Но пришел не Господь, а император Гальба, падение которого уже было предрешено.
Каждый день Сабин отправлялся в казарму преторианцев. Только я, говорил Сабин, держу обещания — каждому солдату, который отдаст свой голос в пользу Гальбы, я дам семь с половиной тысяч драхм.
Его слушали, но без почтения. Он был всего лишь сыном гладиатора, вольноотпущенником на службе у Нерона и одним из самых коварных доносчиков.
Я слышал, как центурион обращался к преторианцам:
— Мы могли пойти против Нерона, но можем ли мы предать Гальбу, обвинить его в убийстве матери и жены? Приходится ли нам сейчас стыдиться императора, который выступает на сцене и играет в трагедиях? Должны ли мы предпочесть Сабина Гальбе, который был наместником и консулом, происходил из благородной, богатой семьи, владеющей самыми большими складами хлеба в Италии? Должны ли мы выбрать Сабина, предавшего Нерона, несмотря на то, что прежде он был его сообщником, который и нас предаст так же легко?
В тот день я написал Веспасиану и Титу, что с момента падения Нерона землю Рима сотрясают такие сильные удары, что потребуется несколько месяцев и несколько войн, чтобы восстановить здесь мир. Нельзя доверять преторианцам, которые сегодня продаются Нерону, Сабину или Гальбе, а завтра продадутся Вителлию, командующему в Германии, чьи солдаты уже наверняка избрали императора. Или развратнику Отону, который когда-то по приказу Нерона женился на Поппее.
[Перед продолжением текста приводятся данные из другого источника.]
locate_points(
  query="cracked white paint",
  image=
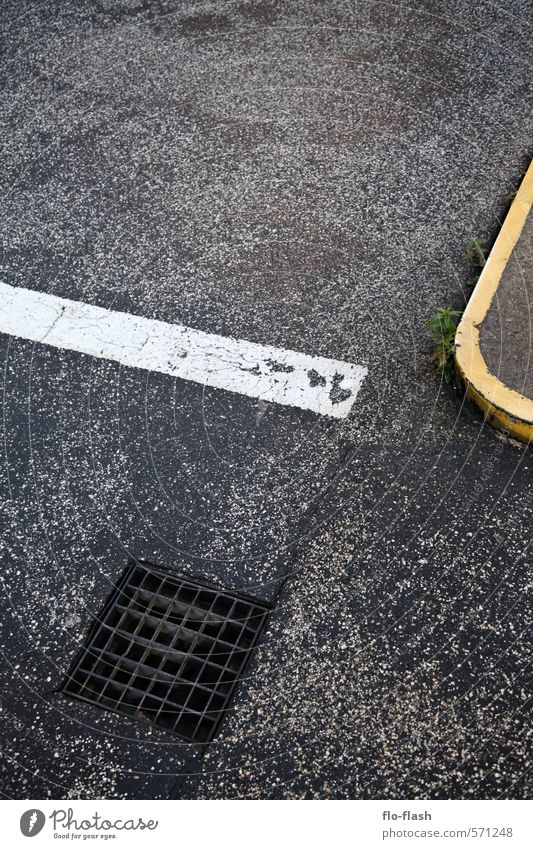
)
(319, 384)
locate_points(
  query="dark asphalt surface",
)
(304, 175)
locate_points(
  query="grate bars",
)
(169, 651)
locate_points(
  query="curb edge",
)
(503, 407)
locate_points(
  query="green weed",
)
(442, 326)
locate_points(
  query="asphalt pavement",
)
(300, 175)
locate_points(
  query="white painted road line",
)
(319, 384)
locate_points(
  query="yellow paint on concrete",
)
(504, 408)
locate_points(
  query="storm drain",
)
(168, 651)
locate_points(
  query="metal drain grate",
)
(167, 650)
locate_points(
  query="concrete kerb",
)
(504, 408)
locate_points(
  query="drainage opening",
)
(167, 650)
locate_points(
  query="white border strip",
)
(319, 384)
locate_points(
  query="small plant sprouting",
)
(476, 251)
(443, 325)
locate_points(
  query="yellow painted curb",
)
(504, 408)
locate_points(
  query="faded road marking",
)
(319, 384)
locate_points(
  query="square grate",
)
(167, 650)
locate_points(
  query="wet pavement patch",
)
(168, 651)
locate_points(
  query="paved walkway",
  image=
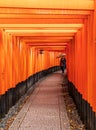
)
(45, 109)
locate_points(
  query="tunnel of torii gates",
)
(33, 34)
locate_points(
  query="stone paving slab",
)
(45, 109)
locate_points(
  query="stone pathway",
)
(45, 109)
(48, 107)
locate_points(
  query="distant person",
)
(63, 64)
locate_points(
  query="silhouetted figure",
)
(63, 64)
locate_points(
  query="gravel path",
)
(75, 122)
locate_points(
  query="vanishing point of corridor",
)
(45, 109)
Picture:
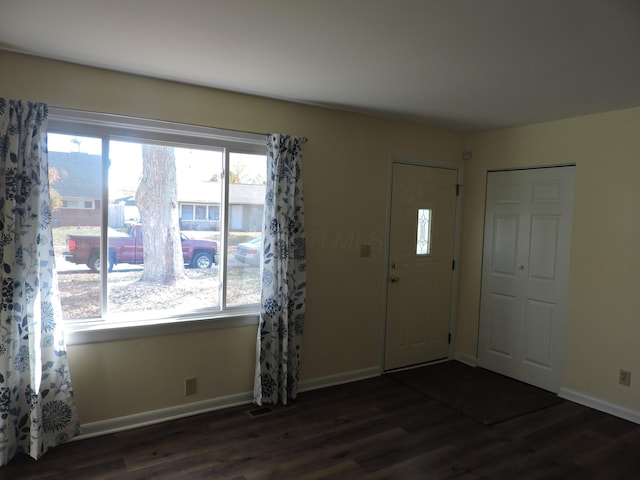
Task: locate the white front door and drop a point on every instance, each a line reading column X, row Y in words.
column 525, row 274
column 423, row 204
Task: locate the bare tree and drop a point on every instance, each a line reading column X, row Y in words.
column 157, row 200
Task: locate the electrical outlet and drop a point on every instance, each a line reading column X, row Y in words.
column 190, row 386
column 625, row 377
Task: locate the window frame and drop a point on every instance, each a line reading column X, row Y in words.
column 125, row 128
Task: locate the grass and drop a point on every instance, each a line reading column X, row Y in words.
column 80, row 287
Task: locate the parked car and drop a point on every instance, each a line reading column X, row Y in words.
column 249, row 252
column 128, row 248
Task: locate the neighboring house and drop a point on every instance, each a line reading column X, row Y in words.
column 79, row 187
column 200, row 206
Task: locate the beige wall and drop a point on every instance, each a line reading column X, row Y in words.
column 345, row 164
column 346, row 172
column 603, row 324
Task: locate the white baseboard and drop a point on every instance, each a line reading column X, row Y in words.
column 601, row 405
column 137, row 420
column 466, row 359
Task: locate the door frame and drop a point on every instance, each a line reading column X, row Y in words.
column 459, row 168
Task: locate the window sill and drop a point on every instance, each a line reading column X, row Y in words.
column 96, row 332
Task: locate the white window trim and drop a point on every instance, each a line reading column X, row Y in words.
column 120, row 128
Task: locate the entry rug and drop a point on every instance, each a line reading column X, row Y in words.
column 483, row 395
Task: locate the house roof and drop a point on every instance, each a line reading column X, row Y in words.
column 80, row 177
column 79, row 174
column 209, row 192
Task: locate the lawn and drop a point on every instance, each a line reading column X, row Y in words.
column 80, row 287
Сначала официальный муж закрывал глаза на неверность жены, содействовал встречам своей жены с императором, но внезапно запротестовал и остался в живых только потому, что был другом Сенеки.
Это было в те давние времена, когда Нерон еще прислушивался к Сенеке.
Отон отправился в изгнание, а сейчас вернулся в Рим вместе с Гальбой, и уже поползли слухи, что он — соперник Гальбы, который отказался сделать своим преемником.
Я посоветовал Веспасиану и Титу пока признавать власть этих людей — Гальбы, Отона, Вителлия, которые претендуют на трон. Никто не может знать, кому из них достанется власть.
Только что нашли зарезанного Сабина. Его тело притащили в лагерь преторианцев, обнесли забором и на следующий день любой мог прийти и понюхать, как пахнет его разлагающаяся плоть.
15
Первым сгнил Гальба, этот обрюзгший старик, жестокий и скупой, развратный и покорный вольноотпущенникам, с которыми делил ложе.
Я буду называть его императором, даже если ему так и не удалось собрать вокруг себя сторонников и заставить замолчать преторианцев, которые напомнили ему о долгах, и которым он имел несчастье ответить: «Обычно я набираю солдат в армию, а не покупаю их».
Преторианцы ждали, что им заплатят, но Гальба отказался. Тогда они оскорбили его и начали плести заговор, не решаясь, правда, убить его. Они не знали, кем его заменить.
Однажды в амфитеатре, когда военные трибуны и центурионы возносили моления за здоровье императора Гальбы, толпа солдат, среди которых находился и я, начала протестовать. Трибуны и центурионы продолжали молиться, а преторианцы кричали: «Если бы Гальба был достоин этих молений!»